Matrix Norms

Matrix Norms#

Matrix norms provide a way to measure the “size” or “magnitude” of a matrix. They are used throughout machine learning and numerical analysis—for example, to quantify approximation error, assess convergence in optimization algorithms, or bound the spectral properties of linear transformations.

Definition#

A matrix norm is a function \( \|\cdot\| : \mathbb{R}^{m \times n} \to \mathbb{R} \) satisfying the following properties for all matrices \( \mathbf{A}, \mathbf{B} \in \mathbb{R}^{m \times n} \) and all scalars \( \alpha \in \mathbb{R} \):

Non-negativity: \( \|\mathbf{A}\| \geq 0 \)
Definiteness: \( \|\mathbf{A}\| = 0 \iff \mathbf{A} = 0 \)
Homogeneity: \( \|\alpha \mathbf{A}\| = |\alpha| \cdot \|\mathbf{A}\| \)
Triangle inequality: \( \|\mathbf{A} + \mathbf{B}\| \leq \|\mathbf{A}\| + \|\mathbf{B}\| \)

These are the minimal axioms for a matrix norm — analogous to vector norms.

Common Matrix Norms#

1. Frobenius Norm#

Defined by:

\[ \|\mathbf{A}\|_F = \sqrt{\sum_{i,j} A_{ij}^2} = \sqrt{\mathrm{tr}(\mathbf{A}^\top \mathbf{A})} \]

It treats the matrix as a vector in \( \mathbb{R}^{mn} \).

2. Induced (Operator) Norms#

Given a vector norm \( \|\cdot\| \), the induced matrix norm is:

\[ \|\mathbf{A}\| = \sup_{\mathbf{x} \neq 0} \frac{\|\mathbf{A} \mathbf{x}\|}{\|\mathbf{x}\|} = \sup_{\|\mathbf{x}\| = 1} \|\mathbf{A} \mathbf{x}\| \]

Examples:

Spectral norm: Induced by the Euclidean norm \( \|\cdot\|_2 \).

Equal to the largest singular value of \( \mathbf{A}. \)
\( \ell_1 \) norm: Maximum absolute column sum.
\( \ell_\infty \) norm: Maximum absolute row sum.

Submultiplicativity#

The submultiplicative property is an additional structure, not a required axiom.
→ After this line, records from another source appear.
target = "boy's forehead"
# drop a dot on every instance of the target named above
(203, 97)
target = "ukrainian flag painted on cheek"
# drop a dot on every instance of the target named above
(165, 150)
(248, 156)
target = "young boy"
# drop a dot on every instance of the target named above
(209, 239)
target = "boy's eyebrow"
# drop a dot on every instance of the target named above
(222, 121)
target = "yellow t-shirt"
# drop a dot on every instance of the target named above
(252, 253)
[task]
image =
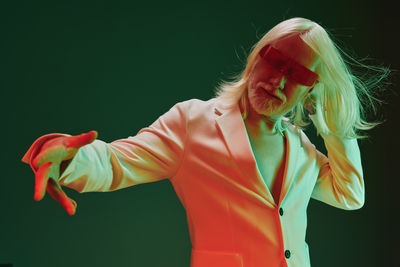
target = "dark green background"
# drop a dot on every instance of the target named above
(74, 66)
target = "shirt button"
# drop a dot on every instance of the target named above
(287, 254)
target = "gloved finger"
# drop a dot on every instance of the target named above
(78, 141)
(59, 195)
(41, 178)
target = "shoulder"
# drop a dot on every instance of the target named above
(196, 106)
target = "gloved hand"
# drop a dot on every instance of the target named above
(48, 156)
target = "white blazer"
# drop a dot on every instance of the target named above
(204, 150)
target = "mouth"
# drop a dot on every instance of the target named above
(270, 92)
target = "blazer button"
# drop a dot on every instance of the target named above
(287, 254)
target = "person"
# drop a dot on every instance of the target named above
(240, 162)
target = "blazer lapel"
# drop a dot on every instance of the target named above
(231, 125)
(292, 152)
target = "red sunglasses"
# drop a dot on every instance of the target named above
(290, 68)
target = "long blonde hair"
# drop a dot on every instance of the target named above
(338, 97)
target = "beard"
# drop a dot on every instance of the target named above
(262, 102)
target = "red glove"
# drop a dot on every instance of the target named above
(46, 156)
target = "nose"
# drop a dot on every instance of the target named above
(278, 81)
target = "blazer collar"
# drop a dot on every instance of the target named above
(231, 125)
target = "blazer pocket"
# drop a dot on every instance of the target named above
(204, 258)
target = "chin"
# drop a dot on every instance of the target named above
(262, 103)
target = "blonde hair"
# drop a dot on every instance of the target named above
(338, 97)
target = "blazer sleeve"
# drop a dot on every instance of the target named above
(340, 181)
(155, 153)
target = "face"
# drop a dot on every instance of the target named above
(273, 92)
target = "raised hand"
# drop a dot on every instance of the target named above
(49, 162)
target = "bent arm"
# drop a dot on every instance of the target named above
(153, 154)
(340, 181)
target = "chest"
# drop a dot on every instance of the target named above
(269, 154)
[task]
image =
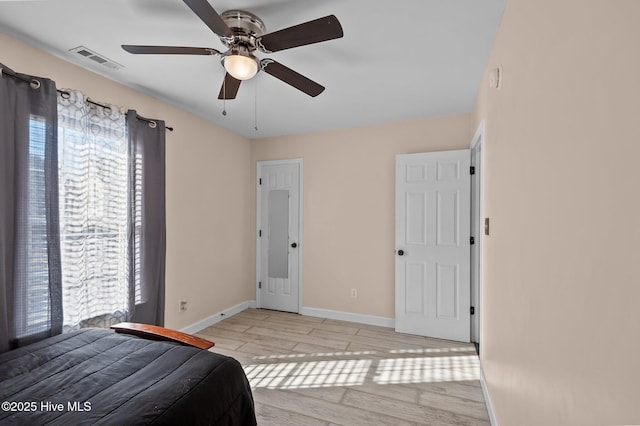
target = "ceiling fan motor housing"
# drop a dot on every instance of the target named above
(246, 27)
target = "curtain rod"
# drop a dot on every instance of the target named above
(36, 84)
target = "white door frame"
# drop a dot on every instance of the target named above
(300, 241)
(476, 229)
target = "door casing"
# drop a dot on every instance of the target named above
(300, 241)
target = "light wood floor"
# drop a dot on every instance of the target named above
(314, 371)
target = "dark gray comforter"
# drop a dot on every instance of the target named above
(97, 376)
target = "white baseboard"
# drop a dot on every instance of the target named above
(216, 318)
(312, 312)
(348, 316)
(487, 399)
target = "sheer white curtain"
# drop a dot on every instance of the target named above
(94, 205)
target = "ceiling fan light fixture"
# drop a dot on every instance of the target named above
(241, 65)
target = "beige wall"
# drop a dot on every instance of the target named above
(560, 330)
(349, 187)
(207, 197)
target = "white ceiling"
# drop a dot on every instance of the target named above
(398, 60)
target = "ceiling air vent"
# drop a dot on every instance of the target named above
(99, 59)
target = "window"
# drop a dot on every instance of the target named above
(95, 201)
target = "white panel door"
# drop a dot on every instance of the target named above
(279, 260)
(432, 244)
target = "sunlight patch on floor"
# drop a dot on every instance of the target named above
(427, 370)
(312, 374)
(354, 372)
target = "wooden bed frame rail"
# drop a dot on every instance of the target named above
(155, 332)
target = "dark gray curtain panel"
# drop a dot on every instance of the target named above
(148, 217)
(30, 276)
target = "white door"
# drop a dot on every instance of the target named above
(279, 250)
(432, 244)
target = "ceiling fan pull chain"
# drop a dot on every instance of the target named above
(224, 96)
(255, 102)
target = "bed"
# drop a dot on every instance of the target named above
(100, 376)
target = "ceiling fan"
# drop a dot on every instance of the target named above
(243, 33)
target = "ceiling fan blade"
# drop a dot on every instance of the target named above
(229, 88)
(291, 77)
(169, 50)
(210, 17)
(322, 29)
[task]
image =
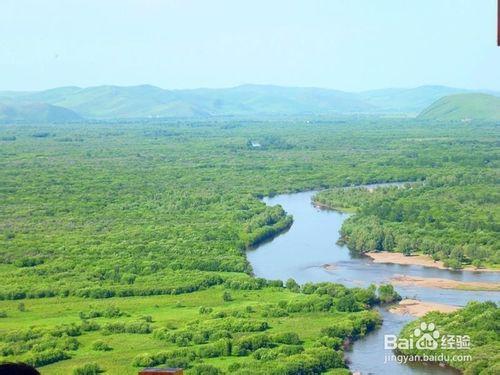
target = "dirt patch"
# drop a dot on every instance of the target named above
(419, 308)
(416, 260)
(431, 282)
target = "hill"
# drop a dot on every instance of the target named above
(40, 112)
(108, 102)
(151, 101)
(407, 100)
(464, 106)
Many useful matrix norms (especially induced norms) do satisfy it, but not all matrix norms do.

When a matrix norm satisfies it, we say it is a:

Submultiplicative matrix norm

Induced norms satisfy the submultiplicative property:

\[ \|\mathbf{A}\mathbf{B}\| \leq \|\mathbf{A}\| \cdot \|\mathbf{B}\| \]

For the Frobenius norm:

\[ \|\mathbf{A}\mathbf{B}\|_F \leq \|\mathbf{A}\|_F \cdot \|\mathbf{B}\|_F \]

Norm	Submultiplicative?	Notes
Frobenius norm \(\|\cdot\|_F\)	✅ Yes	But not induced from a vector norm
Induced norms (e.g., spectral)	✅ Yes	Always submultiplicative
Entrywise max norm	❌ No	Not submultiplicative in general

All norms on a finite-dimensional vector space are equivalent (they define the same topology), but may differ in scaling.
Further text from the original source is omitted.